Профессор нахмурился. — Это меня не интересует.
Он еще не бывал в этой квартире, которую Эстер, — как, впрочем, и другие нужды своего хозяйства — оплачивала из его кармана. Короткий путь из прихожей через ванную к спальне его любовницы, занявший, быть может, всего одну минуту, когда на него сразу повеяло — так бывает иногда в не виданных прежде, но странно знакомых местах — интимным ароматом Эстер, ее дремлющими в воздухе движениями среди чужих стен и чужой обстановки, блеском серебристых волос, ее беспорядочностью, капризами, тысячью ускользающих, но незабываемых следов повседневной ее жизни, — этот короткий путь неожиданно пробудил в профессоре острый инстинкт собственника и, как прямое следствие, неведомую ему прежде ревность. Всеми своими пятью чувствами он ощутил вдруг то, что до тех пор знал лишь отчасти, понимал только умом: все, что окаймляет сейчас его путь, — зеркальный шкаф, кресло, люстра, детское пальтишко на вешалке, зеленая изразцовая стена в ванной комнате, электрическая печь, никелированная розетка душа, резиновый коврик, губки — все это приобретено на его деньги и является его собственностью, точно так же, как та женщина, завершающая длинный реестр, которая придала смысл всем этим служащим ей вещам, которая является их номинальной владелицей, облеченной правом пользования, — сама Эстер, его любовница. Его любовница, которая с другим мужчиной делит приобретенные на его деньги электрическую печь и губки. И не только губки, резиновый коврик, никелированный душ, но и речи свои, голос, сияние глаз, даже дыхание. Жизнь.
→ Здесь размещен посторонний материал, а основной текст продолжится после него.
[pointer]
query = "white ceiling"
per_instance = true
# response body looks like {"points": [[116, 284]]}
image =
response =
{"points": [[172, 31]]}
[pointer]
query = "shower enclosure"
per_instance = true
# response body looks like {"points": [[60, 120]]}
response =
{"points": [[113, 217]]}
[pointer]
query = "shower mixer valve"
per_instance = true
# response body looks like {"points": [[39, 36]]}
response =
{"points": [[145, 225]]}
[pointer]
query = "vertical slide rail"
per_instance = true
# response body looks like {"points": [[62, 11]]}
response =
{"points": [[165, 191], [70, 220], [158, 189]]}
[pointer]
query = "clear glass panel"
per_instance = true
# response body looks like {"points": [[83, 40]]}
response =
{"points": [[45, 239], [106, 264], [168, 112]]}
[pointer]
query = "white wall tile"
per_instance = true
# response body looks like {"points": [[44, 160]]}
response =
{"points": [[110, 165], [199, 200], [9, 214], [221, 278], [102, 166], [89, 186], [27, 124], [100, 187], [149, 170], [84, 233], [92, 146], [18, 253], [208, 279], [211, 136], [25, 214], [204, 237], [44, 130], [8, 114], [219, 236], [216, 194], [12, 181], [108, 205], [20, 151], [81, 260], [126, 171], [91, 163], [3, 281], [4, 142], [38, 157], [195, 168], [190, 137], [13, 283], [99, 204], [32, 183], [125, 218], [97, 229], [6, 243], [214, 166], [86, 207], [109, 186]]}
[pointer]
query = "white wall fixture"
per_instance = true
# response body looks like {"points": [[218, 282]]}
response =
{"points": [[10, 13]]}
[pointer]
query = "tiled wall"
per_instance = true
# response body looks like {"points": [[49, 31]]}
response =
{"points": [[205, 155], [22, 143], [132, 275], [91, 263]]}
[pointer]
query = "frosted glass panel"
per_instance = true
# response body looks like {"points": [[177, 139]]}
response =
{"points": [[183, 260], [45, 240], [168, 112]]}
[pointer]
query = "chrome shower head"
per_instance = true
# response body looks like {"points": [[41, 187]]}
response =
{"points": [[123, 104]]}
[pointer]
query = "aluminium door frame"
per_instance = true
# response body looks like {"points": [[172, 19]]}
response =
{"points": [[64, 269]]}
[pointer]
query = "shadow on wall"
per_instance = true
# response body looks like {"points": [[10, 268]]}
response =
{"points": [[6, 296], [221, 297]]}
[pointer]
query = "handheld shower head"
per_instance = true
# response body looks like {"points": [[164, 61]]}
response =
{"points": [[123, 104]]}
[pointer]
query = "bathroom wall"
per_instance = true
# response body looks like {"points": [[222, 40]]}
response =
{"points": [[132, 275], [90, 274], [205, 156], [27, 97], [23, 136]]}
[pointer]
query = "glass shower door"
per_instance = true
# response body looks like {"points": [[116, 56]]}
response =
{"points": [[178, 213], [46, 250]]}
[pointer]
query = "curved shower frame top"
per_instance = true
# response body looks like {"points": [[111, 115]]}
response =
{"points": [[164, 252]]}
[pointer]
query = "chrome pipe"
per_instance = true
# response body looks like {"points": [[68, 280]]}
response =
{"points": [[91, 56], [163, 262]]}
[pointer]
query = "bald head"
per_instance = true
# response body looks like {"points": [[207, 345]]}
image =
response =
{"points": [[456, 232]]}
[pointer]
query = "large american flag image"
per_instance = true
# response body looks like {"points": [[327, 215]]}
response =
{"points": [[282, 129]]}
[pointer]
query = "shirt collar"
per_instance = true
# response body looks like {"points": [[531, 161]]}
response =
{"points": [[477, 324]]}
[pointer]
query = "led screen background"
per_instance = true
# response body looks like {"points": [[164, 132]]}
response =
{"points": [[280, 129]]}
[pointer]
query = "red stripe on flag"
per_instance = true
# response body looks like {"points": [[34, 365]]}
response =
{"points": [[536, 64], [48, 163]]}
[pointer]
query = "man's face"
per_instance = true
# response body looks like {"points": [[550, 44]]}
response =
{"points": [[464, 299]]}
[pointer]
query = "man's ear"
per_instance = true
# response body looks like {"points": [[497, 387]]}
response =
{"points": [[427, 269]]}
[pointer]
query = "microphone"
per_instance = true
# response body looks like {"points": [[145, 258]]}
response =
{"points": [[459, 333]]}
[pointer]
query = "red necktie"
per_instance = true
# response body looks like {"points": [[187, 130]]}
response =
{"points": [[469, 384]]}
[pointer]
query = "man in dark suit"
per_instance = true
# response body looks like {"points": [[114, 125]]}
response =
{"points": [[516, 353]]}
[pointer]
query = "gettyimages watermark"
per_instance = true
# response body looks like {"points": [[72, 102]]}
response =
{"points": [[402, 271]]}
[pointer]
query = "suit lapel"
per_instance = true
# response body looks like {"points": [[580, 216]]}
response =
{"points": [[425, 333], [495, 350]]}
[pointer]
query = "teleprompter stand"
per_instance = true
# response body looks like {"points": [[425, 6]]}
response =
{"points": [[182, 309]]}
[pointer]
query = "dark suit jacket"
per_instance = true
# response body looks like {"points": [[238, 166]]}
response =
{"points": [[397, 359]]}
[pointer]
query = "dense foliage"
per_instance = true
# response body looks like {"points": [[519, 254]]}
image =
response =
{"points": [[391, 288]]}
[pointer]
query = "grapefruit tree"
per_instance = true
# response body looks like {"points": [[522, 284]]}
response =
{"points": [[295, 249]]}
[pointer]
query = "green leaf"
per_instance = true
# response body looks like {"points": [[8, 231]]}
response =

За этот короткий путь он вдруг осознал, что Эстер не принадлежит ему, и на секунду сердце пронзила такая острая боль, что он остановился, хватая ртом воздух. До сих пор измены, в которых признавалась или не признавалась Эстер, лишь возмущали его мужское тщеславие и чистоплотность, но этот короткий путь по чужой квартире довел сейчас до его сознания, что у него есть подлинный и весьма серьезный соперник — муж Эстер. Этот короткий путь впервые заставил его осознать то, что он отрицал даже перед самим собой: причину упорного нежелания Эстер разойтись с мужем и стать его женой. И, словно пощечина, ударила мысль: Эстер девятнадцать лет обманывает его с собственным мужем.